[comp.binaries.ibm.pc.d] New version of UUSANITY

valley@uchicago (Doug Dougherty) (03/29/91)
This article contains the source for a version of UUSANITY, for decoding
uuencoded articles.  It is adapted from an original idea by Joe Peterson.
(joep@stardent.com)  It has been correctly compiled under Sun OS and
with Turbo C on the PC.

The program is basically a replacement for the built-in ":decode"
command in my newsreader, nn.  nn's :decode often gets confused with
multi-part submissions to unmoderated groups.  Like :decode, my program
handles multiple files in a single pass.

To use it, simply pipe all of the files into this program or use the
"write pipe" option in nn.  This program accepts no command line params,
nor does it work with non-redirected stdin.  This program spits all
"offending" lines out to stdout.  To inhibit this, redirect to either
nul (under DOS) or /dev/null (under Unix).  Informatory messages go out
on stderr.

Note: If there are any errors in main(), that's my egg.  If there are
any in read_line() or valid(), talk to Joe...

Other than that, standard disclaimers apply.
In particular, if you don't like any part of this, that's just tough.
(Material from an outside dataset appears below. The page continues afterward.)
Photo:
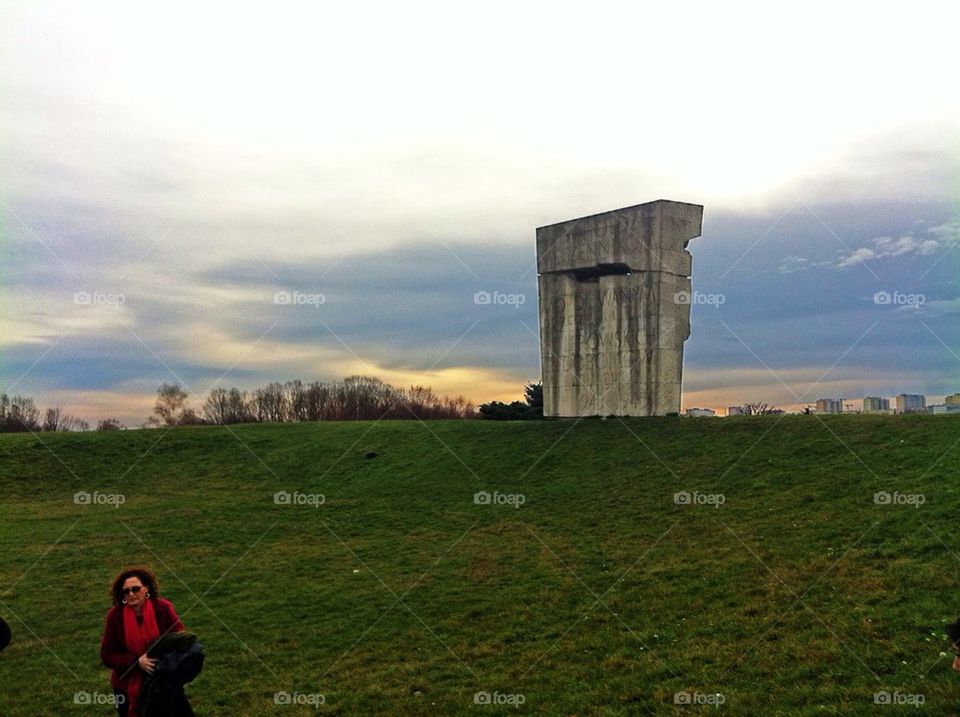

---CUT HERE   (File "UUSANITY.TXT", a help file of sorts...) ----
The fact that uuencoded files are often broken up into several parts can be
a pain.  There are several programs/scripts out there to strip out the
non-data from these files, but none seem that robust.  There is no way
for a program to catch every bad line of text, but you can get pretty close!

I wrote a small program (in C) to take a large file, which is a concatination
of all the parts in the right order, and write the bare uuencoded file to
stdout.  This can be piped into uudecode.  Note that there is no need to
remove any text by hand.  It is very unlikely (unless the poster is very
devious) that a bad line will sneak through.

The program first skips everything until hitting the string "begin " at
the start of a line.  It then examines every line until "end" is encountered
by itself.  For each line in between, it compares the encoded byte count with
the actual number of bytes on the line (and allows one extra character at the
end of the line - I don't know why some postings have this!).  It also makes
sure all characters (except perhaps that one extra) are in the valid range.
If the line does not pass these tests, it is discarded.  No attempt is made
to look for things like CUT HERE, since these conventions seem to change
from post to post.

The program has worked for every file I have tryed to decode, but there may
be some conventions I have not yet run across!  Happy decoding!

					Joe Peterson
					joep@stardent.com

---CUT HERE   (File "UUSANITY.C") ----
#include    <stdio.h>
#include    <string.h>

main(argc)
{
    char    line[128];
    int     start;
    FILE    *fp;

#ifdef __MSDOS__
    char    uudecoder[100],*puu,*getenv();
#else
    FILE    *popen();
#endif

    if (argc != 1 || isatty(0)) {
	system("page uusanity.txt");
        exit(1);
	}

#ifdef __MSDOS__
    if (puu = getenv("UUDECODER"))
        strcpy(uudecoder,puu);
    else
	{
	write(2,"Enter the command to use for uudecoding...",42);
	uudecoder[read(2,uudecoder,sizeof(uudecoder)) - 1] = '\0';
	}
    strcat(uudecoder," < tmptmp.uue");
#endif

    start= 0;
    while (read_line(stdin, line) != EOF) {
	if (!strncmp(line, "begin ", 6)) {
	    fprintf(stderr,"\n\tUUdecoding '%s'...\n\n",line + 6);
            start= 1;
#ifdef __MSDOS__
	    if (!(fp = fopen("tmptmp.uue","w")))
	    	perror("Error opening 'tmptmp.uue'"),
		exit (1);
#else
	    if (!(fp = popen("uudecode","w")))
	    	perror("Error P-opening 'uudecode'"),
		exit (1);
#endif
	    fprintf(fp,"%s\n", line);
	    continue;
	    }

        if (!strcmp(line, "end")) {
	    start= 0;
            fprintf(fp," \nend\n");
#ifdef __MSDOS__
	    fclose (fp);
	    system (uudecoder);
	    unlink ("tmptmp.uue");
#else
	    pclose (fp);
#endif
	    }

        if (start && valid(line))
            fprintf(fp,"%s\n", line);
	else
            printf("%s\n", line);
	}
	exit (0);
}

read_line(file, string)
    FILE           *file;
    char            string[];

{
    int             pos;
    char            c;

    pos = 0;
    while ((c = fgetc(file)) != '\n')
    {
	if (c == EOF)
	{
	    string[0] = '\0';
	    return (EOF);
	}
	string[pos++] = c;
    }
    string[pos] = '\0';
    return (0);
}


valid(string)
    char    *string;
{
    int     i, count, pad, byte_count, char_count;
    
    count= strlen(string);

    byte_count= (*string - ' ');
    if (byte_count == 0)
        return(0);

    pad= (byte_count % 3) ? (3 - (byte_count % 3)) : 0;
    byte_count += pad;
    char_count= byte_count * 4 / 3;
    if (((count - 1) != char_count) &&
        ((count - 2) != char_count))
        return(0);

    for (i=1; i<(char_count+1); ++i)
        if ((string[i] < ' ') || (string[i] > (' ' + 64)))
            return(0);
    
    return(1);
}